Keep in Mind

When someone seems to have injured you:

But how can I be sure?

And in any case, keep in mind:

  • That he’s already been tried and convicted – by himself. (Like scratching your own eyes out.)
  • That to expect a bad person not to harm others is like expecting fig trees not to secrete juice, babies not to cry, horses not to neigh – the inevitable not to happen.

What else could they do – with that sort of character?

If you’re still angry, get to work on that.” – Marcus Aurelius

I’ve observed over the years that judgment triggers a cascade of emotions which impair the capacity for reason. Anger, resentment or the desire to avenge the wrong often surge forth when the door is opened by judgment. Once flowing, they can be terribly difficult to subdue.

The Mayo Clinic offered a fresh perspective on this matter in the lifestyle section of their website. While I’m not sure that the Greek and Roman philosophers (with their distrust of feeling) would agree with the Mayo Clinic’s emphasis on compassion, the power of forgiveness is hard to dismiss, even to the most hardened intellectual.

You do not need to define yourself by the hurts you’ve suffered along the way. To do so is to fail to keep in mind Marcus Aurelius’ sage counsel on the matter.

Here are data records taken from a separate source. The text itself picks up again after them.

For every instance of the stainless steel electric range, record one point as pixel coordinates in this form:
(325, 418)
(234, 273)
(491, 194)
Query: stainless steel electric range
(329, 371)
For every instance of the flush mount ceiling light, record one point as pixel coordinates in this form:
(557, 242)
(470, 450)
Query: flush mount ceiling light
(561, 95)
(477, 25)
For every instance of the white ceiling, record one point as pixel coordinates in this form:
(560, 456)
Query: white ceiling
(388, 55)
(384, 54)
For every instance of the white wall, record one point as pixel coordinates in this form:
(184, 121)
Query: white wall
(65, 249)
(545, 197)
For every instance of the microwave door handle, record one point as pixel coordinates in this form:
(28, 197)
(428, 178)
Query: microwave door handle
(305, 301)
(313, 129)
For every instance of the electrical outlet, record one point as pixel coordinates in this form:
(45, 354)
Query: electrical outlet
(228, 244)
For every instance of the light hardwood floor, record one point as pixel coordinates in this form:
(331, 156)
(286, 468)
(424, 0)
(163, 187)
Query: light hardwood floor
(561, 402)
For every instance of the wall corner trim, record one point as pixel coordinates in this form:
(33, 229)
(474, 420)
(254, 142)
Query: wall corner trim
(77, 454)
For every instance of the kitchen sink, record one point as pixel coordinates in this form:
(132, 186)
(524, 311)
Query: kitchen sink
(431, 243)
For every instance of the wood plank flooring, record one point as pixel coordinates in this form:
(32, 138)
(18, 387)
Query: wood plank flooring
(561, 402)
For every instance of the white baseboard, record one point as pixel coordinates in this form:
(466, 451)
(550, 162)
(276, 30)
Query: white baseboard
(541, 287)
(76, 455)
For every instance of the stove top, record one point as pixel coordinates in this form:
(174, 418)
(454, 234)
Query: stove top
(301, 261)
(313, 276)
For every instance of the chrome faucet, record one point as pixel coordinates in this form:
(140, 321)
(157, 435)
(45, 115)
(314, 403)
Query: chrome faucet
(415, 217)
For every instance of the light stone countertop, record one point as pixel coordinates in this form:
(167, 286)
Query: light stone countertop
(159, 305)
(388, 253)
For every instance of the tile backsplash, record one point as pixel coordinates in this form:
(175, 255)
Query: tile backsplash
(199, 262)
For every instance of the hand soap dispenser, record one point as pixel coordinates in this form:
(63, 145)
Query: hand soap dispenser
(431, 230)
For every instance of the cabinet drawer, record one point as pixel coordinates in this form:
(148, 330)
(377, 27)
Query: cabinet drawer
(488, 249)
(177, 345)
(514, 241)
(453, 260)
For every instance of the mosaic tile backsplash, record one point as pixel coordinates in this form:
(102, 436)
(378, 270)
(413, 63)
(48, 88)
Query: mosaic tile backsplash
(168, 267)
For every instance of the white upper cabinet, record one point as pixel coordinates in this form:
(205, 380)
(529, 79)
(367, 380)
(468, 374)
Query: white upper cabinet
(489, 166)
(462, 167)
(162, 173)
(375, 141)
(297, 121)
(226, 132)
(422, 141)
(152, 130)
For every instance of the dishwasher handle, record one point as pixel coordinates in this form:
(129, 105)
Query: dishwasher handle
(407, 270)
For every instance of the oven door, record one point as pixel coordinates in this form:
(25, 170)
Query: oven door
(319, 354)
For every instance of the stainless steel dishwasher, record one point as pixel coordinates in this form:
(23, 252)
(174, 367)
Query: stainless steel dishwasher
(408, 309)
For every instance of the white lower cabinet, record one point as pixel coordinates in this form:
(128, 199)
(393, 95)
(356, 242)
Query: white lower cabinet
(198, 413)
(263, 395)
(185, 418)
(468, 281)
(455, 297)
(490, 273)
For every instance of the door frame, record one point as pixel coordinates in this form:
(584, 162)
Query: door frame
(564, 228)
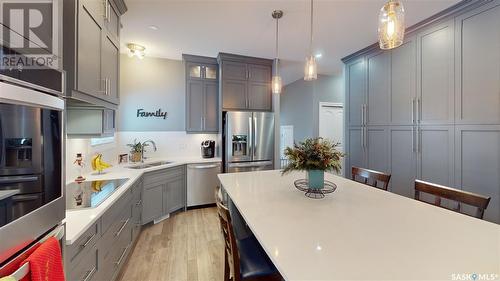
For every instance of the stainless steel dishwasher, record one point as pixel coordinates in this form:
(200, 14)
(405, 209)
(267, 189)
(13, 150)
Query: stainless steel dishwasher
(201, 182)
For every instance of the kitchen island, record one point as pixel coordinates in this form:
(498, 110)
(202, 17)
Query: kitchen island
(359, 232)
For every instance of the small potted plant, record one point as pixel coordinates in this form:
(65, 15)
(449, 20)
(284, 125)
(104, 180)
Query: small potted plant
(315, 156)
(135, 151)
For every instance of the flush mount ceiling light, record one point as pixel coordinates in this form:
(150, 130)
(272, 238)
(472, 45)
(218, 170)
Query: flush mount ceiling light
(277, 83)
(311, 68)
(136, 50)
(391, 25)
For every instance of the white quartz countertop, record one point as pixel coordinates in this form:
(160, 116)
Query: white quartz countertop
(78, 221)
(8, 193)
(360, 232)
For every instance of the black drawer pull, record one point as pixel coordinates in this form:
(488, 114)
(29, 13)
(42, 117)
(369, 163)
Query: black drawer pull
(121, 228)
(88, 241)
(89, 274)
(117, 263)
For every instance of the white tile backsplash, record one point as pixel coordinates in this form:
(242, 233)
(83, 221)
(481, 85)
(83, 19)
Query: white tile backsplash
(171, 144)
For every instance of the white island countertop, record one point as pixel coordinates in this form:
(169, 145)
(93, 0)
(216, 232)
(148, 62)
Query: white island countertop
(77, 221)
(360, 233)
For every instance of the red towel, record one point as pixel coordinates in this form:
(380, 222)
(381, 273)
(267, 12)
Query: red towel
(46, 262)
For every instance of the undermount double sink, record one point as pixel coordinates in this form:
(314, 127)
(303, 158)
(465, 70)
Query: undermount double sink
(149, 165)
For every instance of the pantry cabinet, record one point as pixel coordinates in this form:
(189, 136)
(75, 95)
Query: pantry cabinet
(91, 50)
(430, 109)
(202, 98)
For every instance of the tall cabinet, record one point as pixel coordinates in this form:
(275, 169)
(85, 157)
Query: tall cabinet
(202, 94)
(430, 109)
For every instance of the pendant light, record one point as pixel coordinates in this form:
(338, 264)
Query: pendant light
(391, 25)
(311, 68)
(277, 84)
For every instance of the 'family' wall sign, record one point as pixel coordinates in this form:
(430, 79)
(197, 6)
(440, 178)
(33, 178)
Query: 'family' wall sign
(159, 113)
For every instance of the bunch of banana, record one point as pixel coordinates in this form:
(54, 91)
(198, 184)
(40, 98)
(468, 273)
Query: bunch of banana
(97, 186)
(98, 164)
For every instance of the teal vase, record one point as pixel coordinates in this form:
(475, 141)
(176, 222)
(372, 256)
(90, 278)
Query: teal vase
(316, 179)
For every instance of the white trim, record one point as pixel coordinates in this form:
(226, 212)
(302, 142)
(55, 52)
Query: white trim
(24, 96)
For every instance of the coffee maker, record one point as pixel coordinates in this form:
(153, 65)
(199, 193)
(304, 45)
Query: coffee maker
(208, 149)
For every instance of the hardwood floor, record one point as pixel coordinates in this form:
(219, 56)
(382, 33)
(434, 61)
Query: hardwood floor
(186, 246)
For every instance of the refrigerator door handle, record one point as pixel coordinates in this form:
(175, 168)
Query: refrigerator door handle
(250, 164)
(254, 141)
(251, 129)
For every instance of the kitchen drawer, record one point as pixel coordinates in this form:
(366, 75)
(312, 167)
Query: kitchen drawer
(87, 267)
(153, 178)
(83, 244)
(117, 254)
(112, 214)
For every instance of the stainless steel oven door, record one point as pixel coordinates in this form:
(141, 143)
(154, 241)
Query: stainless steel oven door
(34, 218)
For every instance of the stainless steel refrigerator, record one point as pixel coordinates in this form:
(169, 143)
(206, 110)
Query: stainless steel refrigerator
(248, 141)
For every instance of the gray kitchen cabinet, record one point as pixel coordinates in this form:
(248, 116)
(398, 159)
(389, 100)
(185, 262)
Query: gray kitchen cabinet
(246, 83)
(258, 95)
(378, 90)
(152, 207)
(403, 83)
(435, 74)
(436, 154)
(90, 122)
(477, 66)
(164, 193)
(100, 252)
(377, 148)
(91, 58)
(202, 98)
(194, 105)
(174, 195)
(110, 69)
(444, 122)
(402, 160)
(355, 149)
(89, 52)
(211, 108)
(235, 94)
(478, 164)
(356, 89)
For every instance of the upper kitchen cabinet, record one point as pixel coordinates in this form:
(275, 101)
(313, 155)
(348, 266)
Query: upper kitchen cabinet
(91, 50)
(245, 82)
(356, 91)
(202, 99)
(435, 75)
(477, 65)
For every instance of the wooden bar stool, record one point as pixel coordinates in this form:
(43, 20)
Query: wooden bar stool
(457, 195)
(371, 178)
(243, 259)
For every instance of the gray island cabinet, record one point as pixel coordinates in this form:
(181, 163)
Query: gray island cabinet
(430, 109)
(245, 82)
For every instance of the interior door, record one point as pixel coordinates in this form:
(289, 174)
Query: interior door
(238, 136)
(263, 136)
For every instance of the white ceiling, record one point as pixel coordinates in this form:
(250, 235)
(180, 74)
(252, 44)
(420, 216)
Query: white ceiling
(207, 27)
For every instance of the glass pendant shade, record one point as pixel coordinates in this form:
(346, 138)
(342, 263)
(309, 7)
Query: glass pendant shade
(311, 69)
(277, 84)
(391, 26)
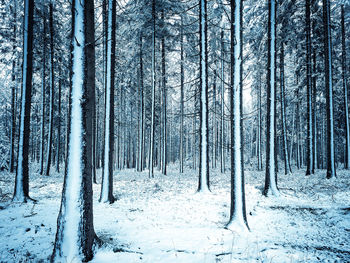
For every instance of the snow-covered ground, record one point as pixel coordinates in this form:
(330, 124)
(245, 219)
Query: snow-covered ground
(163, 219)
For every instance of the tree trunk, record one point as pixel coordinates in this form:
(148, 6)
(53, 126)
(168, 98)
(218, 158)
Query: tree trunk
(345, 88)
(329, 89)
(309, 144)
(238, 218)
(52, 87)
(21, 192)
(151, 150)
(182, 76)
(222, 130)
(164, 145)
(75, 230)
(287, 168)
(13, 93)
(107, 172)
(270, 176)
(58, 153)
(203, 184)
(43, 101)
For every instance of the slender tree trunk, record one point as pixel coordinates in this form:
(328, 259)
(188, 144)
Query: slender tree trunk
(238, 218)
(203, 184)
(141, 114)
(214, 122)
(182, 76)
(309, 146)
(259, 152)
(287, 168)
(58, 152)
(52, 87)
(329, 89)
(270, 177)
(13, 93)
(107, 172)
(151, 150)
(164, 148)
(345, 88)
(314, 113)
(21, 193)
(43, 101)
(222, 131)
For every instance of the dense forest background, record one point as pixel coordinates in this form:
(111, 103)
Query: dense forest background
(91, 89)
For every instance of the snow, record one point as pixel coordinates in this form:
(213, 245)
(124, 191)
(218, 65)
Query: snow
(273, 185)
(164, 220)
(204, 102)
(105, 180)
(237, 222)
(70, 250)
(19, 194)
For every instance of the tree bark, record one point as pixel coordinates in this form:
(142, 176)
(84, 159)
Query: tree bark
(203, 184)
(329, 89)
(107, 172)
(21, 192)
(270, 176)
(75, 230)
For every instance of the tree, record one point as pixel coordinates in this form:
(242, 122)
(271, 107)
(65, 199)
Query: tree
(107, 172)
(309, 147)
(287, 168)
(270, 175)
(151, 146)
(238, 216)
(75, 234)
(52, 87)
(203, 184)
(13, 92)
(345, 88)
(21, 193)
(329, 89)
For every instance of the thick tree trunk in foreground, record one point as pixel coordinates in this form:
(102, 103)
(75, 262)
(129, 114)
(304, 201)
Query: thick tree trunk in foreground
(21, 193)
(75, 230)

Remember, people judge themselves, so don’t let your surprise or disappointment lead you by the nose into judgment!

4 thoughts on “Keep in Mind

  1. David R

    I suppose it is one thing to discover the unkindness of the world initially, but perhaps it is another to continue to be dismayed without applying good sense and discretion. As the snake said to the bitten associate, “You knew I was a snake when you picked me up.” We seldom need to pick up snakes, and if we do, the right equipment is a good idea!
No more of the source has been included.